The signature style of Gokita’s painting practice developed from his earlier career as a graphic designer in the late 1990s and early 2000s. At that time, he produced a series of newsprint books inspired by vintage magazines, film stills, pornography, and postcards—influences that endure to this day. Although Gokita’s penchant for pop culture immediately made him a celebrated figure within the fashion and music scenes, he also felt creatively cornered by this kind of attention. In 2005, he set aside graphic design entirely for the unconstrained artistic freedom of painting and drawing.

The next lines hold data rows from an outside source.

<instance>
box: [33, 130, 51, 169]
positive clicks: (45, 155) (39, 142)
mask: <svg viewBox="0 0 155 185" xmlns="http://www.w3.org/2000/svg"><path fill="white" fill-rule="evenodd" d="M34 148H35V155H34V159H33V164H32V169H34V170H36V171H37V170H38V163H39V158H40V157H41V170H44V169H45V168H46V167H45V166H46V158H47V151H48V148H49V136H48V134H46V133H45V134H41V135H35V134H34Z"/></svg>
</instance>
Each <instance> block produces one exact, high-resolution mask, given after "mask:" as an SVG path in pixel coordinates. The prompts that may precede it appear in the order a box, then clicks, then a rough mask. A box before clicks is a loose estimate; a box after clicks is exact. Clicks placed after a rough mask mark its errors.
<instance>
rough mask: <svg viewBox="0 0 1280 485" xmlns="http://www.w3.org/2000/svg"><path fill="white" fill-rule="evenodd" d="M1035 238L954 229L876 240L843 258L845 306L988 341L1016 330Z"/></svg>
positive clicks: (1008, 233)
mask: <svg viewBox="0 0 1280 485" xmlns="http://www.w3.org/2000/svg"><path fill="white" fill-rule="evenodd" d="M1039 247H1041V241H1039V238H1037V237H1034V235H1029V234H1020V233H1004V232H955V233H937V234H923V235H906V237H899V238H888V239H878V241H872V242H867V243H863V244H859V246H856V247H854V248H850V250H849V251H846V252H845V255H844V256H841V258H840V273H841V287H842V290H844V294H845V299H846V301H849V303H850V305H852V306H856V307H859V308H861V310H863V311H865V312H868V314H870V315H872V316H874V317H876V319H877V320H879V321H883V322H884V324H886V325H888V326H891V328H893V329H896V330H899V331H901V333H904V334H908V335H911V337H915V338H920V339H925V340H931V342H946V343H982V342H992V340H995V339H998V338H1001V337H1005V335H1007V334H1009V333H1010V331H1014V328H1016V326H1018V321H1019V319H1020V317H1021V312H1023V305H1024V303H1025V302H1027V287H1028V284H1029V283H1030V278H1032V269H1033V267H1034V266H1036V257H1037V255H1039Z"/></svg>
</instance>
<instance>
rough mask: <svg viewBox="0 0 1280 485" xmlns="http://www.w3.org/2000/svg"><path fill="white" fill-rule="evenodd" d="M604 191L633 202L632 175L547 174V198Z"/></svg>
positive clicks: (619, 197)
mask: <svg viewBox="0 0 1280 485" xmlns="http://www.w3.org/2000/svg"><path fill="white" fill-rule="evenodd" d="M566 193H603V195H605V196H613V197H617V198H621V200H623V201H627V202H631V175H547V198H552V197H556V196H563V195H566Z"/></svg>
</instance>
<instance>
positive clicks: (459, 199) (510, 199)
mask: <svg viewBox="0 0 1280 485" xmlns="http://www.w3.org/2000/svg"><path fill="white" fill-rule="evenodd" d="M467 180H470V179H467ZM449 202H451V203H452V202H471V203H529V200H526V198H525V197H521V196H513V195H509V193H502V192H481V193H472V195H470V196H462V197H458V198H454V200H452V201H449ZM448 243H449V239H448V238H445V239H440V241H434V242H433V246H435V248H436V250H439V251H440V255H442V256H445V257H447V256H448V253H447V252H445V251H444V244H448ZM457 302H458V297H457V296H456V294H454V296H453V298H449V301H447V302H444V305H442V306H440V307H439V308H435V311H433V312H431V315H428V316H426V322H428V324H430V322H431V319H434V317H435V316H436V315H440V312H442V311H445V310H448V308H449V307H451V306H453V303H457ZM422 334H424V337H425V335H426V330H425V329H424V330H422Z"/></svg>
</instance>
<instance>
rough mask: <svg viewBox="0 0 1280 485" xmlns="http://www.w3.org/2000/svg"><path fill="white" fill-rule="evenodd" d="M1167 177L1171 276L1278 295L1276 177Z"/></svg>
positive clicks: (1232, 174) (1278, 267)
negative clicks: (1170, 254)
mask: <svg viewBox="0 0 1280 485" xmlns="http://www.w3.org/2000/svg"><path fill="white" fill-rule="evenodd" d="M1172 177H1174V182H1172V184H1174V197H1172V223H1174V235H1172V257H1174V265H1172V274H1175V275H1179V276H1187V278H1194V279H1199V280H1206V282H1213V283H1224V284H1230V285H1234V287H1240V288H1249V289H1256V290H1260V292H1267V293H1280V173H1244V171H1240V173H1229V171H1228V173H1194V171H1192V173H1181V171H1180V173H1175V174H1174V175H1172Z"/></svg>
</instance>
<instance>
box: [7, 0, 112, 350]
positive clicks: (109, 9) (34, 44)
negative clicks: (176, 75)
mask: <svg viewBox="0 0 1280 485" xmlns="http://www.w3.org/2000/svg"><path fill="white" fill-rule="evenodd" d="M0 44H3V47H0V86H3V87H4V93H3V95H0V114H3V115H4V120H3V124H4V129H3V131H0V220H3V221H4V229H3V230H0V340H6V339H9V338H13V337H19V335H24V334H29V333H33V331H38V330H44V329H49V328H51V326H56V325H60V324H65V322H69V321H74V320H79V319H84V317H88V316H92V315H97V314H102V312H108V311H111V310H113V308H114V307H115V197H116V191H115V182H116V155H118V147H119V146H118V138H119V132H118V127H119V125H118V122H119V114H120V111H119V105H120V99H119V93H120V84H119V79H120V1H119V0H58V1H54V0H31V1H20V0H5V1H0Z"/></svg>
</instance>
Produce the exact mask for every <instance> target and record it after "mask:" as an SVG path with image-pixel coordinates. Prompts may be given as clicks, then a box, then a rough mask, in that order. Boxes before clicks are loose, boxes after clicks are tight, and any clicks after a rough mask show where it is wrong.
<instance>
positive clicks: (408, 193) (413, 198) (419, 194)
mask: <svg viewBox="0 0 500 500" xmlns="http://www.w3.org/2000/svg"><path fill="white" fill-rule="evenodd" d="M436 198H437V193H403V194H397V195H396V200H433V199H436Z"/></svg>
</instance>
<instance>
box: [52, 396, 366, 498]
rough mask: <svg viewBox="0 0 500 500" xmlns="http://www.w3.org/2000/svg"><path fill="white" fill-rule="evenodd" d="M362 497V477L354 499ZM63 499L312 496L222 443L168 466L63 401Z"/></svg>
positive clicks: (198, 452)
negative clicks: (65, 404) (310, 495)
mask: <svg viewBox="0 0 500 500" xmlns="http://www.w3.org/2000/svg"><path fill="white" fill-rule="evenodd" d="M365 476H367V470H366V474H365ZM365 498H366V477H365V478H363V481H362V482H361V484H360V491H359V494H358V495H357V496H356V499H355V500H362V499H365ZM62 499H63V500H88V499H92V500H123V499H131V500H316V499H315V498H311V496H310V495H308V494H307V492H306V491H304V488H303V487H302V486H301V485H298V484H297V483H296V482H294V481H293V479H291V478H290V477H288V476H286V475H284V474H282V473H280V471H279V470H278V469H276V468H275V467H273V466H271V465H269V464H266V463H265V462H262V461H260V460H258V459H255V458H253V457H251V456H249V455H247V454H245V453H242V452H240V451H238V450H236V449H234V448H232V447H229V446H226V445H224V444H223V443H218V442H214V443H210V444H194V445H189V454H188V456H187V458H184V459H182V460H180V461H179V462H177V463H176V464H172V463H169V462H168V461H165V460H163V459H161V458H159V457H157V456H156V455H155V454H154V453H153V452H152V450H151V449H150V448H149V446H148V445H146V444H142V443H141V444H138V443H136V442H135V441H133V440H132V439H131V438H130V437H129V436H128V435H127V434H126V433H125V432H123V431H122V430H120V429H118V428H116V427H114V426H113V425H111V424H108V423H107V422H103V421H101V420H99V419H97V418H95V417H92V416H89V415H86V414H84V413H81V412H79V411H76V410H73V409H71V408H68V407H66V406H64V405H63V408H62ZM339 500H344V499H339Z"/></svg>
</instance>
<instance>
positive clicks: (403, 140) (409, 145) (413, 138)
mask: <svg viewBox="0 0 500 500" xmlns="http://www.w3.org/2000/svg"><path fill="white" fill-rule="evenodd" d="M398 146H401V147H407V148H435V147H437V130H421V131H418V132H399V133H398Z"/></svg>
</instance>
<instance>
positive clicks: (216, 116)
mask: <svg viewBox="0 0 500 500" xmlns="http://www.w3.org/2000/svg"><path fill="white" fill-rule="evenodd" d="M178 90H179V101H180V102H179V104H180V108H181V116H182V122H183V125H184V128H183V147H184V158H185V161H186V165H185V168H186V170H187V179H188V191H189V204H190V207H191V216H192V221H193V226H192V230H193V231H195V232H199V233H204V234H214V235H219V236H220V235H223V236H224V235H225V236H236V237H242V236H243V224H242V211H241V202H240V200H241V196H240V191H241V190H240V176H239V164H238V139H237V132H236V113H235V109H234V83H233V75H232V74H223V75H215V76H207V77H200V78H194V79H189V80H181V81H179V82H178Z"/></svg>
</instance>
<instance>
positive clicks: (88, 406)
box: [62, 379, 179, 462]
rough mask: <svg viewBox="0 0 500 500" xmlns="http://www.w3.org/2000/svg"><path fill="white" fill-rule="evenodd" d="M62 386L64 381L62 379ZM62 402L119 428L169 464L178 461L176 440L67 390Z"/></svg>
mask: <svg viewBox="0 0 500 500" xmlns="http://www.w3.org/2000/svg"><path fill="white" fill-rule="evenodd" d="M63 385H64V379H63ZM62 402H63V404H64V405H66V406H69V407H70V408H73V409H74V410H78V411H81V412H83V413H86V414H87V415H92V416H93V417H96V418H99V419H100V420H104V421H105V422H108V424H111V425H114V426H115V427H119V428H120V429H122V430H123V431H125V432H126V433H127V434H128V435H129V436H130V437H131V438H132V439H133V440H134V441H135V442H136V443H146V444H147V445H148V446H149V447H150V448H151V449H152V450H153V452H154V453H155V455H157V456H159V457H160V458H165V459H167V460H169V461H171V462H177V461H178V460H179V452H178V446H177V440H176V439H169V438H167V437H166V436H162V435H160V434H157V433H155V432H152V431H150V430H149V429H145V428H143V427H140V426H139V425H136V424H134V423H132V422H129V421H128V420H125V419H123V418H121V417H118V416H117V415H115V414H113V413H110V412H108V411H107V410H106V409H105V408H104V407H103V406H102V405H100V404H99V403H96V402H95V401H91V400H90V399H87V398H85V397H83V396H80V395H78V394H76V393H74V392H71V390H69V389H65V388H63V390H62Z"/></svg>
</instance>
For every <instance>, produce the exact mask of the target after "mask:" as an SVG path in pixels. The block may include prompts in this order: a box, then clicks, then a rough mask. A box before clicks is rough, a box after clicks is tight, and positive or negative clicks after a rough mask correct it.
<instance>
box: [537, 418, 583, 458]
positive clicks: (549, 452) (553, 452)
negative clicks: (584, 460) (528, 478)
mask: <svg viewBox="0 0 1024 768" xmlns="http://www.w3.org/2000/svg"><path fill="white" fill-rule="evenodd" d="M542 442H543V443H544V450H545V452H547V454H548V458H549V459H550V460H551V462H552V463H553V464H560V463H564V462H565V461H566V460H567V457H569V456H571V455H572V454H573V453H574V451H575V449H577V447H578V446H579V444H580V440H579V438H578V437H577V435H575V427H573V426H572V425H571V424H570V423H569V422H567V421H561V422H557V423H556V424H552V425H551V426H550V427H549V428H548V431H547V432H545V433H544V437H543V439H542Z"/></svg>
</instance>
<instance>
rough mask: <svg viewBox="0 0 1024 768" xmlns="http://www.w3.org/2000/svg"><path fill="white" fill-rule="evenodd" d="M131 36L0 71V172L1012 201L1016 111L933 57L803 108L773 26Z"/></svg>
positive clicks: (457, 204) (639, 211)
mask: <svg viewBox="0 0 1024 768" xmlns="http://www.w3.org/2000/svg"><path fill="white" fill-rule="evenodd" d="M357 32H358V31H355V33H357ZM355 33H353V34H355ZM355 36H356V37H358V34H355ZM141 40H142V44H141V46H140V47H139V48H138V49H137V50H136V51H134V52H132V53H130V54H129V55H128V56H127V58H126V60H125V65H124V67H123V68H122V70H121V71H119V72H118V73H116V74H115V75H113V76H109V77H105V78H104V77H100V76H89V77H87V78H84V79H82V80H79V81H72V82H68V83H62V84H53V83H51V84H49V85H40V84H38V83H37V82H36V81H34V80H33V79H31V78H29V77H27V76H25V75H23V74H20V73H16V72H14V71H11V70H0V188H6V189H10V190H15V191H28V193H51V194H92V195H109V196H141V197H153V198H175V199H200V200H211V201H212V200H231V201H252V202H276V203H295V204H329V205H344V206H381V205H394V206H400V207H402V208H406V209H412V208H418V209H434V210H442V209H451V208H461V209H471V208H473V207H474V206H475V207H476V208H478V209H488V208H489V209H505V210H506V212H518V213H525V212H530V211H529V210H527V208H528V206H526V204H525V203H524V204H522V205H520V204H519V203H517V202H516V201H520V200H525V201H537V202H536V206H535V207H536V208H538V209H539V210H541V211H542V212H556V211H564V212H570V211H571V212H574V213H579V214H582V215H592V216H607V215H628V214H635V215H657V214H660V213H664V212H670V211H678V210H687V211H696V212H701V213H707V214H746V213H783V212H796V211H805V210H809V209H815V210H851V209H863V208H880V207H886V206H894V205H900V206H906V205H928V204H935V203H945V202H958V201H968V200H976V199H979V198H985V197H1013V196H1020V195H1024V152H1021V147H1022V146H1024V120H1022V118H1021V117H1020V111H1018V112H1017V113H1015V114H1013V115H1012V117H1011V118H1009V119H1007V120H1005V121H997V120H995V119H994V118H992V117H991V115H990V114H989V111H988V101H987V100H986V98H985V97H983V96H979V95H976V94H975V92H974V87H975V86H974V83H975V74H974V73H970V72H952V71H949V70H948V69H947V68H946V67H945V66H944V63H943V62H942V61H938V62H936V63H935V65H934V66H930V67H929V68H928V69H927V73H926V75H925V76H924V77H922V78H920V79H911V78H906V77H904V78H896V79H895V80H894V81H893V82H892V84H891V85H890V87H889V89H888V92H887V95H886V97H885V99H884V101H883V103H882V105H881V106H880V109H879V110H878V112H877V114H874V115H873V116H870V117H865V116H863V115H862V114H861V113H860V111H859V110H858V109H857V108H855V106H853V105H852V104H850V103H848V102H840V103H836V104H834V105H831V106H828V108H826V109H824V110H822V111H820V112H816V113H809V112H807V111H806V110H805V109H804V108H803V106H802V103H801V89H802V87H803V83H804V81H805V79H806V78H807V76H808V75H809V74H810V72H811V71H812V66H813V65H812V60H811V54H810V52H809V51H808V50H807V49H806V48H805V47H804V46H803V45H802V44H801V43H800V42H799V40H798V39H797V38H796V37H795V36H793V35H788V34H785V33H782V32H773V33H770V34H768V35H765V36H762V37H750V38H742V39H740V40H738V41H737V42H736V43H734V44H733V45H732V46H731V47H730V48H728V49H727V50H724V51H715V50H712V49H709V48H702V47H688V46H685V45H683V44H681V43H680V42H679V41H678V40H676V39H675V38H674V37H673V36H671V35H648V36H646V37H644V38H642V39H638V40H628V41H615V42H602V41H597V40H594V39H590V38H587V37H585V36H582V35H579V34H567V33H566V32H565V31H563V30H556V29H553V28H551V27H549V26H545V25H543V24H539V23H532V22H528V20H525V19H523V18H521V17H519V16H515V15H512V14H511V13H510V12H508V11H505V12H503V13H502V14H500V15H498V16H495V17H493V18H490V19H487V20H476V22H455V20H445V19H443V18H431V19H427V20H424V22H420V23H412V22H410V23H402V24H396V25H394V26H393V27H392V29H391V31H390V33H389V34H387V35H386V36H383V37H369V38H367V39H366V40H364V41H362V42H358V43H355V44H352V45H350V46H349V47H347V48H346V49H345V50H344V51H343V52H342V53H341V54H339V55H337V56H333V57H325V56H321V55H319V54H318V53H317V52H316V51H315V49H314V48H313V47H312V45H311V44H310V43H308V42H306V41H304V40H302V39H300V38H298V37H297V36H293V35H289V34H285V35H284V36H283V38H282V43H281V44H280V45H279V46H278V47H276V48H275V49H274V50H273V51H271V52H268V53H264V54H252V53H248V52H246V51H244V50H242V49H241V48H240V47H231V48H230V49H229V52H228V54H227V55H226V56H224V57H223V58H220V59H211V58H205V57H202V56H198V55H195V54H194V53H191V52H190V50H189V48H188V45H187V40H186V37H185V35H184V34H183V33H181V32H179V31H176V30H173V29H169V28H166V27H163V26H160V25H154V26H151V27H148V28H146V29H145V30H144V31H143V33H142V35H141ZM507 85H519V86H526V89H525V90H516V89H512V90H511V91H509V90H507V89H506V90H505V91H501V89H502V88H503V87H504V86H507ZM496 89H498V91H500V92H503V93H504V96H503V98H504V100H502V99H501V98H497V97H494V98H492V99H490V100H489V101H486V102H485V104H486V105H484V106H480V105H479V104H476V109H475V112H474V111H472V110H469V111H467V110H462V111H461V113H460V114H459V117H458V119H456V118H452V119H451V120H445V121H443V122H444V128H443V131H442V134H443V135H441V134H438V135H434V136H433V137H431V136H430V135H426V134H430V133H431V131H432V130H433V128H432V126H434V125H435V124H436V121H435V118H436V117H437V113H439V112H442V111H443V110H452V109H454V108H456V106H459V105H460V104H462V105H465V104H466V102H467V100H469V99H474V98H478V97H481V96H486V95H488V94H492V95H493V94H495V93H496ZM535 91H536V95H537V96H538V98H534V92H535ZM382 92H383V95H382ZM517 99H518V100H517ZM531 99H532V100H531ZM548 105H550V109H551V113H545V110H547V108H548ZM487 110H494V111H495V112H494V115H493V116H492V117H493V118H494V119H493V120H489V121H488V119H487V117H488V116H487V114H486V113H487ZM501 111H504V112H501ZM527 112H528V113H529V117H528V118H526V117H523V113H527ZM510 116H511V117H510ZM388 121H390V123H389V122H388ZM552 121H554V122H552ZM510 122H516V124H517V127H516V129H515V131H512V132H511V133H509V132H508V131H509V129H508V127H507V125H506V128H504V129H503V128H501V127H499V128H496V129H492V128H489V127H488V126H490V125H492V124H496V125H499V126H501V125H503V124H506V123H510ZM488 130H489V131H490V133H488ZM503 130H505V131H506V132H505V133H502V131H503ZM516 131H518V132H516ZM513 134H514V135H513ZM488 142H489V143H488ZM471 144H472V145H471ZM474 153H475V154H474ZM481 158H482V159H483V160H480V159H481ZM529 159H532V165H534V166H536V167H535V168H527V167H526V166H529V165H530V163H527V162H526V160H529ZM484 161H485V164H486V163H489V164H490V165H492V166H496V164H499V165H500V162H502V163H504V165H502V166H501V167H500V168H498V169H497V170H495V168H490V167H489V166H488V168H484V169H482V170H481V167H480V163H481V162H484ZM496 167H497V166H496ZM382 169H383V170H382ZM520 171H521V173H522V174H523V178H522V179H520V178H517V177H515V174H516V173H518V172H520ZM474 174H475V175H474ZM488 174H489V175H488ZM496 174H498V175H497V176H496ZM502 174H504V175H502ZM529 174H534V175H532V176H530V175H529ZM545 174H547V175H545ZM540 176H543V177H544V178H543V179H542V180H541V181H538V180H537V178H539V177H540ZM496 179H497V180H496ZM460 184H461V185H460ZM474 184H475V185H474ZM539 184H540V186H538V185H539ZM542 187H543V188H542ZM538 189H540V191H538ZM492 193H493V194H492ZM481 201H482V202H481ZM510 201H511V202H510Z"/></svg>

This exhibition presents a body of new paintings, all on square canvases. In Bongo Nyah (2018), the female nude—among the most prevalent tropes in representational art—is rendered with a sensual but disquieting intensity. The classicism of her seated pose and hand gesture, recalling the figurative tradition of 19th-century masters such as Manet, is ruptured by the smeared distortion of her face. This tension is sustained in double portraits such as Living Together (2018), the Gentleman Two (2018), and Love Duet (2018), in which Gokita dramatizes the awkwardness of his subjects’ poses and the ambiguity of their relationship to each other. In the group portrait Wrap Your Troubles in Dreams (2018), a seated woman, rendered with unusual fidelity, stares directly at the viewer. Her uncomfortably crossed legs and conjoined hands emphasize the ultimate aim of Gokita’s art: the implication of the viewer in the psychological questioning of the construction of collective cultural memory.

Tomoo Gokita was born in 1969 in Tokyo, where he continues to live and work. Major recent museum solo shows include Peekaboo at Tokyo Opera City Art Gallery (2018), and a retrospective, THE GREAT CIRCUS, at Kawamura Memorial DIC Museum of Art, Sakura (2014). His work has also been featured in notable surveys such as Wonderful My Art, Kawaguchiko Museum of Art, Yamanashi, Japan (2013); The Unseen Relationship: Form and Abstraction, Kawamura Memorial DIC Museum of Art, Sakura (2012); Gateway: Japan, Torrance Art Museum, CA (2011); New York Minute, Macro Future Museum, Rome (2009); and Collected Visions, Pera Museum, Istanbul (2009).